What you're doing is in the best interests of your DC which is what took me so very long to come to terms with.
If you're struggling, get some support from a counsellor - I went to relate for 18 months and without them I would never have been strong enough to stand up to my abusive ex. I'm so pleased you're opening up to friends too, you will need their support through all of this because its not easy.

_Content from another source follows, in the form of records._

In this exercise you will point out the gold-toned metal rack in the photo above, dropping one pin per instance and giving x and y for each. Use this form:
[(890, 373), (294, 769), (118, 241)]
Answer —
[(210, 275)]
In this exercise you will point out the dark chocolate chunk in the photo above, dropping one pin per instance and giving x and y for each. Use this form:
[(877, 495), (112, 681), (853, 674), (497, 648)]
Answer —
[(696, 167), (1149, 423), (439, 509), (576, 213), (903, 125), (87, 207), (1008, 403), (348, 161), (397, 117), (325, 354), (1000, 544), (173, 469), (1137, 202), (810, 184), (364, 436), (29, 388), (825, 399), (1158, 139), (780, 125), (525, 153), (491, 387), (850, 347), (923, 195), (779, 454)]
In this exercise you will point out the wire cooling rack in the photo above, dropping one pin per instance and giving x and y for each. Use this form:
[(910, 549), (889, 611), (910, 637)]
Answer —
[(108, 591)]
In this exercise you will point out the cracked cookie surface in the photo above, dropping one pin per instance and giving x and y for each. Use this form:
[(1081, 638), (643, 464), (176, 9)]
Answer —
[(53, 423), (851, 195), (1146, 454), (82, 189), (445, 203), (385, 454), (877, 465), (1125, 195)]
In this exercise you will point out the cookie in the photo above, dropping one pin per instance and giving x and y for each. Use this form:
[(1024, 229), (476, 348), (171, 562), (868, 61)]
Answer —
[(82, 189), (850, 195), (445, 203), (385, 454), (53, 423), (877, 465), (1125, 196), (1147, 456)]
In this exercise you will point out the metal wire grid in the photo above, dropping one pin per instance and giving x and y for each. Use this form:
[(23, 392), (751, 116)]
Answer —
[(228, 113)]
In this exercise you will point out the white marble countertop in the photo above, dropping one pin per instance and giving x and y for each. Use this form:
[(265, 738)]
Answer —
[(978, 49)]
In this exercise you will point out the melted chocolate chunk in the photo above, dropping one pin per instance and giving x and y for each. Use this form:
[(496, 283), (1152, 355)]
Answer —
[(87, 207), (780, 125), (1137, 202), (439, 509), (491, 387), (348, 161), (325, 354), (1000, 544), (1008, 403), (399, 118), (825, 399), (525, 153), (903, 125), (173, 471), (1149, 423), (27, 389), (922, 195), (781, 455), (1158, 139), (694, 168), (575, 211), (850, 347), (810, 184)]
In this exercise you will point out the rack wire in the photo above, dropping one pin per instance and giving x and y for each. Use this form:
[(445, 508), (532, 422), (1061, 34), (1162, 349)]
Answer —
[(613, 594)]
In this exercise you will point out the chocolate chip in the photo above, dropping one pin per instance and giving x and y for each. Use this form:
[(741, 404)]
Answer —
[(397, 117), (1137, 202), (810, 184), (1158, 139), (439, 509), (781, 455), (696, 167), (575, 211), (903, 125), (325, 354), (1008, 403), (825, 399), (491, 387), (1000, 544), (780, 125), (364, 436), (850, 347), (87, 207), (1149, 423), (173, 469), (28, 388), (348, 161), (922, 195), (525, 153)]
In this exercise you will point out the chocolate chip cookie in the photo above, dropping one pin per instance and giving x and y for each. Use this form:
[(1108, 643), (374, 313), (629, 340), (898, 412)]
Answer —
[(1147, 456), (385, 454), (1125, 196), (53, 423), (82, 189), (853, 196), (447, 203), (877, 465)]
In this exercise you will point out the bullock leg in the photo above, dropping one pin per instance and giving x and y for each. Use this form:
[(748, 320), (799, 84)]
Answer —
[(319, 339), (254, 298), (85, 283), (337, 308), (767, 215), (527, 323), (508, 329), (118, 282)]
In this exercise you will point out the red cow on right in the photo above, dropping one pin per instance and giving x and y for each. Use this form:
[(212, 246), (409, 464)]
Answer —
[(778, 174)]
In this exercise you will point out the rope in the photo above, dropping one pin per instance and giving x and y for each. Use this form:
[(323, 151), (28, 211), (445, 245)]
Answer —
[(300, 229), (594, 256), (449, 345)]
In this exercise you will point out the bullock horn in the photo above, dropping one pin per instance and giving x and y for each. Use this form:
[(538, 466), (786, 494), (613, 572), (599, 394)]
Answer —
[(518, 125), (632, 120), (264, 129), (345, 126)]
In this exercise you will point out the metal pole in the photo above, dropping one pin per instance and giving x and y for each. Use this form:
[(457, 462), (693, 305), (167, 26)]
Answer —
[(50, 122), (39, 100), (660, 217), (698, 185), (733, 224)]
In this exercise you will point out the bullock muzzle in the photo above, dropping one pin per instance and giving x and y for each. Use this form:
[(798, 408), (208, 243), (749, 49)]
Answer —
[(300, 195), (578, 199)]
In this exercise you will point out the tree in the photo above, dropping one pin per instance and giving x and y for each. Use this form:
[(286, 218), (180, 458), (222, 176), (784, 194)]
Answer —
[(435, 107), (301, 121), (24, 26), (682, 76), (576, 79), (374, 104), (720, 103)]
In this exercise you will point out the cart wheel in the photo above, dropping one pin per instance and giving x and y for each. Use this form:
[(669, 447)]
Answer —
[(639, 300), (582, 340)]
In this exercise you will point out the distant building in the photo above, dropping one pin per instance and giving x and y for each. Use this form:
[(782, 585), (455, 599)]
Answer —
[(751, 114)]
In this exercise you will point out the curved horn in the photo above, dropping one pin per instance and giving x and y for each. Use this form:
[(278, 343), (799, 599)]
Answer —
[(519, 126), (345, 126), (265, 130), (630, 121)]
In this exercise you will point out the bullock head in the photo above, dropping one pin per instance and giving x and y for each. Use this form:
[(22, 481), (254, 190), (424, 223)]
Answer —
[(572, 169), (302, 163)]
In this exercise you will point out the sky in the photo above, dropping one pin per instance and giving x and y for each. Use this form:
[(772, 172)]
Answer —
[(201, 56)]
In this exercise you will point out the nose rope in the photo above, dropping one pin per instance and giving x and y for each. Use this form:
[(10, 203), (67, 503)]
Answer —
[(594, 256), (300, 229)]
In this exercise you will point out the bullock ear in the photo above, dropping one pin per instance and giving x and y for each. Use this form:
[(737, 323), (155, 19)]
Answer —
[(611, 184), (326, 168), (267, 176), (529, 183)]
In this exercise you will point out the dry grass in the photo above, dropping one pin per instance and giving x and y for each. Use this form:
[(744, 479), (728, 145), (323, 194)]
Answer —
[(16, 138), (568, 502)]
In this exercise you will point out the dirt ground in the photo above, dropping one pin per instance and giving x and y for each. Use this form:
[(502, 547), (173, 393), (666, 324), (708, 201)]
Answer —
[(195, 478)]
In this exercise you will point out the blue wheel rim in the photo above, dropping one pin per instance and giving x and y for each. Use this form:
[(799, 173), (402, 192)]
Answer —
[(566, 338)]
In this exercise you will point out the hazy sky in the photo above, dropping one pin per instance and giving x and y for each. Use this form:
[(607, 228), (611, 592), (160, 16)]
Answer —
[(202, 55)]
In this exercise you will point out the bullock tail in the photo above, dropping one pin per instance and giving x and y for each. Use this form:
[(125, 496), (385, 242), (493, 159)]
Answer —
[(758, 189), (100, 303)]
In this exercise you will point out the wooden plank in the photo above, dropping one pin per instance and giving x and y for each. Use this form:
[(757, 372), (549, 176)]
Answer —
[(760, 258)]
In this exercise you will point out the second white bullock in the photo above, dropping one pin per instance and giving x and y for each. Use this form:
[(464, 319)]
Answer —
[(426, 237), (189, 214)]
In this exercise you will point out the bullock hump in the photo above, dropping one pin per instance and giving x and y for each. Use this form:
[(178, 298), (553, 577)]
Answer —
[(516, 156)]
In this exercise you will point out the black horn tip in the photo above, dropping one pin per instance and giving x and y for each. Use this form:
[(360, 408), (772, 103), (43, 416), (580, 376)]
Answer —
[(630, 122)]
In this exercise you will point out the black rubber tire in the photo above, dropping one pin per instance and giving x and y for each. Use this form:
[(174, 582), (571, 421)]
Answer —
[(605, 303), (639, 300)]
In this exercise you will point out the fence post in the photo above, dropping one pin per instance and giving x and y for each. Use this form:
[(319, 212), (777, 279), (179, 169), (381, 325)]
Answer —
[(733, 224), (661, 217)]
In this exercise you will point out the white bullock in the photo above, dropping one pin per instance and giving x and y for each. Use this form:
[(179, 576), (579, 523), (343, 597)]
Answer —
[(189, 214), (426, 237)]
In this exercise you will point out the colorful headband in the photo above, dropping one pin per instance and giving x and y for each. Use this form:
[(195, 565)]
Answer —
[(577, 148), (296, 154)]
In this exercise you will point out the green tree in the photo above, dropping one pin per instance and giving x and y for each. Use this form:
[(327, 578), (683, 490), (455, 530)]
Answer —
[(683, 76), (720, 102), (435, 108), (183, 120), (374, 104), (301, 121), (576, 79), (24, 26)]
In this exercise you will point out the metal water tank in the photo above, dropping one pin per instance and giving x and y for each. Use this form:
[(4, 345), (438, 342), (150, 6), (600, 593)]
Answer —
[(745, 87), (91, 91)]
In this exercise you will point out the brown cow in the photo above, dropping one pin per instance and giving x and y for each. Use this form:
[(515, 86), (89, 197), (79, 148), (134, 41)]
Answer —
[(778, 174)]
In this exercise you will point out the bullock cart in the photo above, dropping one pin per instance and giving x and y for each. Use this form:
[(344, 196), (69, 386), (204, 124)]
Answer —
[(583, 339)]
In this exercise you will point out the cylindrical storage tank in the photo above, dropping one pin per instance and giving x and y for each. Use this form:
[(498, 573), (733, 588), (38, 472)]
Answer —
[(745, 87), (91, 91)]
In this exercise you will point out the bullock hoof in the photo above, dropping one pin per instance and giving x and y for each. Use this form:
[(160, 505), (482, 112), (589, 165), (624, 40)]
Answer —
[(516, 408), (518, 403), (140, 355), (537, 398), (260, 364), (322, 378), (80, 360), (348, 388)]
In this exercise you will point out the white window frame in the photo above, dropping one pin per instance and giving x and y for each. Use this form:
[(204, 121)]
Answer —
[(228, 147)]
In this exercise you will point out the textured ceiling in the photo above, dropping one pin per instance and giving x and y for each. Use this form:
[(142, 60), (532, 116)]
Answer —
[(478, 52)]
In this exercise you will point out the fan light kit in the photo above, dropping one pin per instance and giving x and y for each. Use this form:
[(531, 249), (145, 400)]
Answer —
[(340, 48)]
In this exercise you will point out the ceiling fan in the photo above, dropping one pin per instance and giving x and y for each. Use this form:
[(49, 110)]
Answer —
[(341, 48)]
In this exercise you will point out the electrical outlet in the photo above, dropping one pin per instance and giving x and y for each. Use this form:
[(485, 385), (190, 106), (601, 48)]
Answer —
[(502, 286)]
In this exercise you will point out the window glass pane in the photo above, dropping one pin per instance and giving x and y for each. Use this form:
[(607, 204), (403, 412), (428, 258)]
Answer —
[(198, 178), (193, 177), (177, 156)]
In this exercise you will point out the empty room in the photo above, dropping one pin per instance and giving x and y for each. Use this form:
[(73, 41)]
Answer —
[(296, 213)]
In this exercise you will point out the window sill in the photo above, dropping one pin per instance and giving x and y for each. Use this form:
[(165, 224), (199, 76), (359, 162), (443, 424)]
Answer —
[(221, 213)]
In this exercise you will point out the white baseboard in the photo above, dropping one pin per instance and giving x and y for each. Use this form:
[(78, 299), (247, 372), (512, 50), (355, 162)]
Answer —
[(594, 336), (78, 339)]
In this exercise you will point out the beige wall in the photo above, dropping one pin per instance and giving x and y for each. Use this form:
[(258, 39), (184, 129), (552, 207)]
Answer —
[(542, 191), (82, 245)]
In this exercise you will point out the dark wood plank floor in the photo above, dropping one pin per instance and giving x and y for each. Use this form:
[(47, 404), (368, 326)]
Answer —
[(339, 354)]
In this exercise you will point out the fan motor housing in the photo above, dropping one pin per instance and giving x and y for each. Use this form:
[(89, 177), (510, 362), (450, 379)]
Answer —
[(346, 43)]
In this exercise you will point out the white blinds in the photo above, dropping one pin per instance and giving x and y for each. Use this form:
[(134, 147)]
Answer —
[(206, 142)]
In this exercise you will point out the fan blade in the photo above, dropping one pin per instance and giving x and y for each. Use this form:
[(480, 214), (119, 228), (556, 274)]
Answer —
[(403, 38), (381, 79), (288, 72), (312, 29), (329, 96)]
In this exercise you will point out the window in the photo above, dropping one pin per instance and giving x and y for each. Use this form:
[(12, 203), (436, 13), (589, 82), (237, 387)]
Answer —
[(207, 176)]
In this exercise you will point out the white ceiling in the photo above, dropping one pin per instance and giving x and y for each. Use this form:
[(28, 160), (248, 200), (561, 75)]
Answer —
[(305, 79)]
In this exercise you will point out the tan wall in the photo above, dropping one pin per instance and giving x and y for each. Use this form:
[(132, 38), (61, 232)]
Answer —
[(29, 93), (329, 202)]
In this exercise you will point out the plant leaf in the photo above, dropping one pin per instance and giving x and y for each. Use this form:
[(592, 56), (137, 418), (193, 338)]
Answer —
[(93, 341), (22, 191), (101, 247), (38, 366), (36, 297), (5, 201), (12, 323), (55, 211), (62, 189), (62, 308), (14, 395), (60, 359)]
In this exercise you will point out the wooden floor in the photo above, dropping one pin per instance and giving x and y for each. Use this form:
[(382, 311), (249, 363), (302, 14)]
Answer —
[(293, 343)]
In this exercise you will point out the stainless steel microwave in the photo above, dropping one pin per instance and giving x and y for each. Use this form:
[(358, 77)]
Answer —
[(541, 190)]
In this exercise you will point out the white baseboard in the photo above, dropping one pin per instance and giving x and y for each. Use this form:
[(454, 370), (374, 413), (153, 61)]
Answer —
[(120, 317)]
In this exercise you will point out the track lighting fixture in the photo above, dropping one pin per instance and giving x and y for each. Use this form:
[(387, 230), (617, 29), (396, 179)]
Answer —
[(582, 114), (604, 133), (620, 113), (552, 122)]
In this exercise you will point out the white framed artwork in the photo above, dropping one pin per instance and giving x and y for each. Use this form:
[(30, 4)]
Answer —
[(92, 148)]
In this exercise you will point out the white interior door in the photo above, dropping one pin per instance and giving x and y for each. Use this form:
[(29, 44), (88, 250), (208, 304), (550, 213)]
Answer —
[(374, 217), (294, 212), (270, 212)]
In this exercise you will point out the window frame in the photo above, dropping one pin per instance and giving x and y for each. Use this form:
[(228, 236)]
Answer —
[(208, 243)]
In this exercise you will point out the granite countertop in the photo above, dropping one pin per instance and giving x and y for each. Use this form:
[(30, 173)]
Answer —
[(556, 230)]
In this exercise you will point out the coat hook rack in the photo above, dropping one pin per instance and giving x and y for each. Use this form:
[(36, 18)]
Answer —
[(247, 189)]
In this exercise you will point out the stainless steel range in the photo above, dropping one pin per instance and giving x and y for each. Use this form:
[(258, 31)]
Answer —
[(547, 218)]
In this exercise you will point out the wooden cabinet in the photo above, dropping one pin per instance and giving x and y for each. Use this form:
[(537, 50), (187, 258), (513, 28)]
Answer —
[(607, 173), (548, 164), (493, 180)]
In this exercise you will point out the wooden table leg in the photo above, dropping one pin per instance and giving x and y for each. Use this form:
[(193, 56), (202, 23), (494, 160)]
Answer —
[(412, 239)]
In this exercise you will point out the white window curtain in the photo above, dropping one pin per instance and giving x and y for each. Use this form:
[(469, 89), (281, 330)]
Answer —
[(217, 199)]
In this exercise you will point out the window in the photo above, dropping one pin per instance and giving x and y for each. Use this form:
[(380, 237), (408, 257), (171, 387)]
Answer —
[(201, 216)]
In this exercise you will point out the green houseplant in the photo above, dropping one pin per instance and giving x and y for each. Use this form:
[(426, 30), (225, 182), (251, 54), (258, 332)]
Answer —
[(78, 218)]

My friends were invaluable and I will never forget their support and kindness.
Get legal advice ASAP so that you know where you stand. Get a solicitor that you feel comfortable with and one who will fight your battle for you. Many offer half hour free sessions so use this to find one you're happy with.
Also speak to CAB or tax credits and find out what you're entitled to as from the date of separation open your own account and put money into it.
You will get through this - I am three years out the other side and so much happier - I too was 33 - there is so much s'more of your life to live.
Stay strong, you will get excellent advice on here .... Remember that your DS will be happy if you are ..... Good luck x

imtheonlyone Tue 13-Nov-12 14:16:58

Oh, hate doing this on my iPhone cos I can't refer back to the OP ... I'm soooo sorry about your losses - I lost my dad when I was 23 and its just awful. I'm so sorry. Use this time now to get close to your brother again - it will be so rewarding for both of you xx

Flossiechops Tue 13-Nov-12 14:24:14

Oh goodness, you poor poor thing sad I have never been in your position but there is lots of support on these threads (((hugs))) I hope you can find the courage to leave the monster

Skyla2 Tue 13-Nov-12 14:36:27

Stay strong lovely: ) You're a survivor!!!
I lost both of my parents within 2 years of eachother too. That is hard enough. You deserve love and understanding, unconditionally. It sounds like your husband had serious issues with your Mum, he seems deeply insecure, or else he would have been fine with you helping your Mum through a very difficult time. You deserve much more than he can give. I hope you're ok. One day at a time! No one has the right to hurt you. Sometimes the best thing any of us can do is, Let go and walk away! xx

gloomywinters2 Tue 13-Nov-12 15:29:55

it seem,s like your getting stronger by the dau i,m glad you,ve told your friends for support i hate that he seem,s to be using your son against you i hope you can leave him. least nowadays there are organisations that can help you make that move.